The remained of the day was a SUMA demo from Ziad, showcasing how easy it is to visualize surface activity using their surface mapping program. SUMA is, in my experience, much faster and easier to manipulate than FreeSurfer, and, notwithstanding a few technical hurdles, is simple to use when interfacing with volumetric data. Also demonstrated was AFNI’s InstaCorr tool, which allows for instantaneous visualization of functional connectivity throughout the entire brain. One simply sets a voxel as a seed region, and can see how it correlates with every other voxel in the brain. The most interesting (and fun) feature of this tool is the ability to simply hold down the control and shift keys, and then drag the mouse cursor around to see the functional connectivity maps update in less time than it takes to refresh the monitor. This can be done on the surface maps as well. Although I still have the same reservations about resting state data as mentioned previously, this appears to be an excellent method for visualizing these experiments.

Beyond that, I took the opportunity to get in some additional face time with each of the AFNI members, and had a conversation with Daniel about how to examine registration between anatomical and epi datasets. By adding the –AddEdge option to the alignment part of the script (such as align_epi_anat.py), an additional folder named “AddEdge” is created with the anatomical and EPI datasets both before and after registration. Contours of the gyri and sulci are also shown, as well as any overlap between the two after registration. Apparently, the functional data I showed him wasn’t particularly defined (although we were acquiring at 3.5x3.5x3.75), the registration was still OK. One method for improving it may be to use scans acquired pre-steady-state, since those have been spatial contrast than the scans that are acquired during the experiment.

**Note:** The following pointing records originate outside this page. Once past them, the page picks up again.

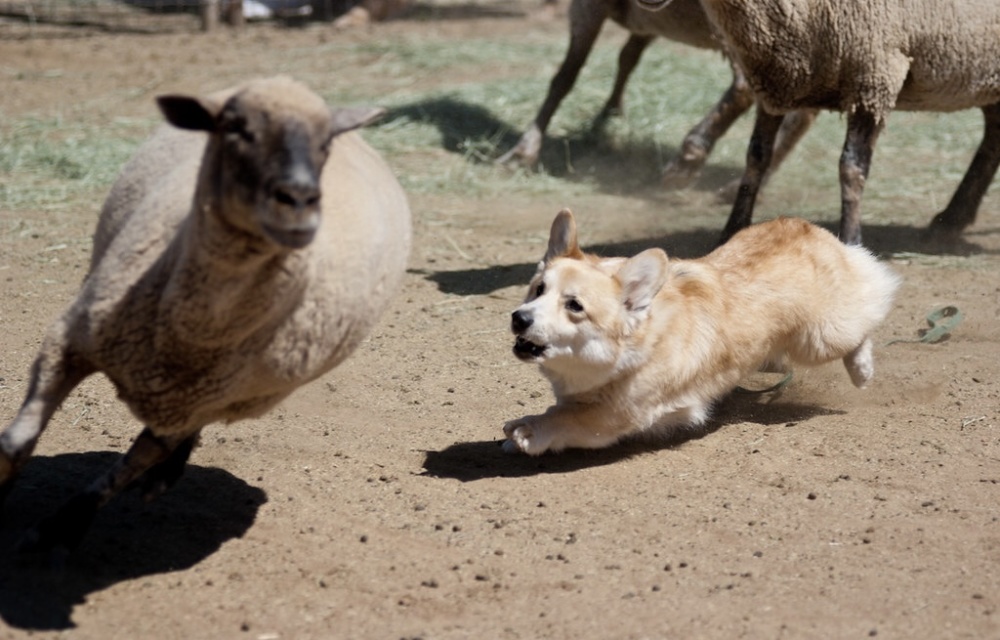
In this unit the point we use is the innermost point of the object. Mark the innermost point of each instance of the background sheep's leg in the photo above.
(961, 210)
(759, 155)
(63, 531)
(628, 59)
(52, 378)
(862, 133)
(792, 129)
(699, 141)
(586, 20)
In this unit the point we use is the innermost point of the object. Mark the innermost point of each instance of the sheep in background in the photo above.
(865, 58)
(227, 271)
(683, 21)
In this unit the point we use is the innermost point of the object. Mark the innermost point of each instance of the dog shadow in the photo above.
(128, 539)
(589, 153)
(471, 461)
(884, 240)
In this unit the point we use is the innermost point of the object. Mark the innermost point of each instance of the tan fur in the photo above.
(658, 341)
(682, 21)
(229, 268)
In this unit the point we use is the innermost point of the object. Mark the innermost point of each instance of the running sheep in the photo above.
(242, 253)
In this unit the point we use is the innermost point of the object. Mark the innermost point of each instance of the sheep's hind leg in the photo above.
(63, 531)
(961, 210)
(53, 375)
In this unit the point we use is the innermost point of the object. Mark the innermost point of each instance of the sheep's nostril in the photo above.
(296, 195)
(283, 197)
(520, 321)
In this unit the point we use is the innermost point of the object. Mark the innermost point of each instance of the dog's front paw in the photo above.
(526, 436)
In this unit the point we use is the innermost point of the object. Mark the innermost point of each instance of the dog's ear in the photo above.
(642, 277)
(562, 238)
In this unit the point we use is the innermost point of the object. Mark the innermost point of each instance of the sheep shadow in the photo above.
(885, 240)
(128, 539)
(589, 153)
(471, 461)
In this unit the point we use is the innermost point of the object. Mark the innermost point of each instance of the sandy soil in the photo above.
(377, 502)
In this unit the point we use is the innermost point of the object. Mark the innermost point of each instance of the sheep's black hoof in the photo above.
(4, 492)
(161, 477)
(60, 534)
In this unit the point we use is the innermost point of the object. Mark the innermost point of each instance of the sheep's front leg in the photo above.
(862, 133)
(700, 140)
(63, 531)
(961, 210)
(759, 155)
(586, 20)
(53, 375)
(628, 59)
(164, 475)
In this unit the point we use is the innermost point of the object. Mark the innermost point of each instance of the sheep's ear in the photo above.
(642, 277)
(185, 112)
(562, 238)
(354, 118)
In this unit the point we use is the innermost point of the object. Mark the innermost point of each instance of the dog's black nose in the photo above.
(520, 321)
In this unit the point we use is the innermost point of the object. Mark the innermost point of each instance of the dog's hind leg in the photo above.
(860, 364)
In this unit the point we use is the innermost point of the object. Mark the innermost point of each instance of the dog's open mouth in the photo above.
(527, 350)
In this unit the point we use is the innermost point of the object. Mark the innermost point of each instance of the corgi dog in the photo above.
(648, 343)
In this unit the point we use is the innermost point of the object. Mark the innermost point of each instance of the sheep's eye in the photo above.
(325, 147)
(237, 128)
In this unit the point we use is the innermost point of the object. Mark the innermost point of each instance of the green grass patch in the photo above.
(54, 163)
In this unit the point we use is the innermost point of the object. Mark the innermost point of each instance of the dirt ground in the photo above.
(377, 503)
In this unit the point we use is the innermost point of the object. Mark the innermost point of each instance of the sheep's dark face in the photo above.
(270, 142)
(271, 170)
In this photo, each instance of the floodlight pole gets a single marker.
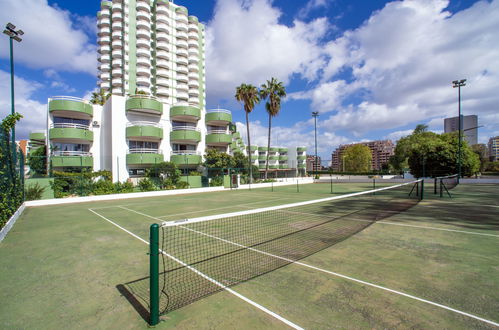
(315, 114)
(10, 30)
(459, 84)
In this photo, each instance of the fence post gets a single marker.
(154, 273)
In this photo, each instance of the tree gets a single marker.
(483, 154)
(100, 97)
(166, 173)
(37, 160)
(272, 91)
(430, 155)
(357, 158)
(248, 95)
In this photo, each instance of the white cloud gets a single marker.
(246, 43)
(34, 113)
(51, 41)
(402, 60)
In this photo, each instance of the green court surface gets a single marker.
(433, 266)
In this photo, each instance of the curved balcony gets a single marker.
(182, 52)
(182, 43)
(186, 158)
(70, 132)
(163, 82)
(183, 61)
(161, 26)
(143, 24)
(142, 5)
(162, 63)
(72, 107)
(182, 31)
(185, 134)
(142, 156)
(144, 104)
(144, 130)
(182, 96)
(71, 159)
(185, 113)
(194, 35)
(193, 67)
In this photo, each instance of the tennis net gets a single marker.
(204, 255)
(445, 183)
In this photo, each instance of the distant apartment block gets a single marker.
(469, 127)
(381, 152)
(312, 164)
(494, 148)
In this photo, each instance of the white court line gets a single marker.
(240, 296)
(338, 275)
(220, 208)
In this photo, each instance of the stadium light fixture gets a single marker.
(315, 114)
(458, 84)
(10, 30)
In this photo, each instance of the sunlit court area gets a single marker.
(359, 258)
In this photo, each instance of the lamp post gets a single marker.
(10, 30)
(315, 114)
(459, 84)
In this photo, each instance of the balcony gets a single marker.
(186, 158)
(73, 107)
(70, 132)
(146, 131)
(185, 134)
(71, 159)
(144, 104)
(143, 156)
(218, 137)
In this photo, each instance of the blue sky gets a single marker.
(373, 69)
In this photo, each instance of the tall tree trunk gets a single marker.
(249, 150)
(268, 148)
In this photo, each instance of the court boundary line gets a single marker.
(339, 275)
(229, 290)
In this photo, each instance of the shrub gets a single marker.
(146, 185)
(34, 192)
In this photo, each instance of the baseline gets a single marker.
(240, 296)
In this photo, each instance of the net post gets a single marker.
(422, 190)
(154, 274)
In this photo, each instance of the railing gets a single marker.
(143, 123)
(219, 110)
(71, 153)
(140, 96)
(70, 125)
(144, 151)
(186, 152)
(217, 131)
(68, 98)
(185, 128)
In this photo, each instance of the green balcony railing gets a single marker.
(144, 103)
(74, 105)
(181, 133)
(143, 130)
(185, 112)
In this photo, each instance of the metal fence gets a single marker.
(11, 177)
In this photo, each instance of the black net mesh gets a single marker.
(201, 258)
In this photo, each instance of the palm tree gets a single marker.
(99, 97)
(273, 90)
(248, 94)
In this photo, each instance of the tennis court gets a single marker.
(425, 265)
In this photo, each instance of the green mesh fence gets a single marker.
(11, 177)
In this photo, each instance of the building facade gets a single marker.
(494, 148)
(469, 127)
(381, 151)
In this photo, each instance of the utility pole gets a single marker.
(459, 84)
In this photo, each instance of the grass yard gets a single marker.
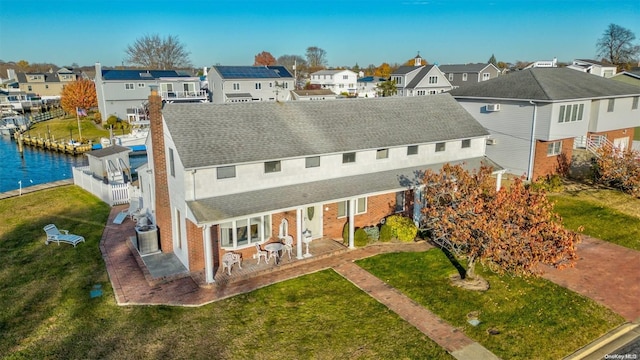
(47, 311)
(63, 128)
(609, 215)
(536, 318)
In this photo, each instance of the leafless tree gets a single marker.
(616, 45)
(153, 52)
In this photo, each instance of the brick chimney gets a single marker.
(163, 205)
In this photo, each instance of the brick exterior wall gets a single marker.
(195, 246)
(544, 165)
(163, 205)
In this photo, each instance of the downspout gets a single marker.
(532, 148)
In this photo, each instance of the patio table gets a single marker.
(274, 250)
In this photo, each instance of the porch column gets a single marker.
(299, 217)
(352, 227)
(208, 254)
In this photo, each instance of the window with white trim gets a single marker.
(243, 232)
(361, 207)
(382, 153)
(226, 172)
(570, 113)
(611, 105)
(312, 161)
(348, 158)
(272, 166)
(554, 148)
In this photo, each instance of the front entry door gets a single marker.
(313, 221)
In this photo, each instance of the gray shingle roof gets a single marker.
(462, 68)
(547, 84)
(218, 134)
(220, 208)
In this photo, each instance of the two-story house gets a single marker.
(593, 67)
(250, 83)
(338, 81)
(123, 92)
(464, 74)
(267, 168)
(368, 86)
(419, 80)
(537, 116)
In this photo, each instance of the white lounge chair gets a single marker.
(53, 234)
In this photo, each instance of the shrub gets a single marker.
(402, 228)
(372, 232)
(386, 233)
(360, 238)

Before I left, I asked Bob about using grey matter masks for smoothing. The rationale for smoothing within a grey matter mask is to avoid smoothing in air and other stuff that we don’t care about (e.g., CSF, ventricles, bone), and as a result improve SNR relative to traditional smoothing methods that take place over the entire brain. However, Bob brought up the point that smoothing within GM on an individual subject basis can introduce biases into the group analysis, since not every subject experiences the same smoothing in the same voxel location. When we smooth, for example, after normalizing to a standardized space, all of the brains fit within the magic Talairach box, and so everything within the bounding box receives the same smoothing kernel. However, since each subject’s grey matter boundaries are stereotyped, we may be smoothing in different areas for each subject; in fact, it is guaranteed to happen. To alleviate this, one could either create a group grey matter mask and use that for smoothing, or take both the white and grey matter segmentation maps from FreeSurfer and, combining them, smooth across a whole brain mask that leaves out non-brain related areas, such as ventricles. I will have to think more about this and try a couple of approaches before deciding on what is feasible, and whether it makes that big of a difference or not.

That’s about it from the bootcamp. It has been an intense four days, but I have enjoyed it immensely, and I plan to continue using AFNI in the future, at least for double-checking the work that goes on in my lab. I’ll be experimenting more in the near future and posting figures of my results, as well as screencasts, when I find the time to pick those up again. For now, it’s onto CNS at Chicago.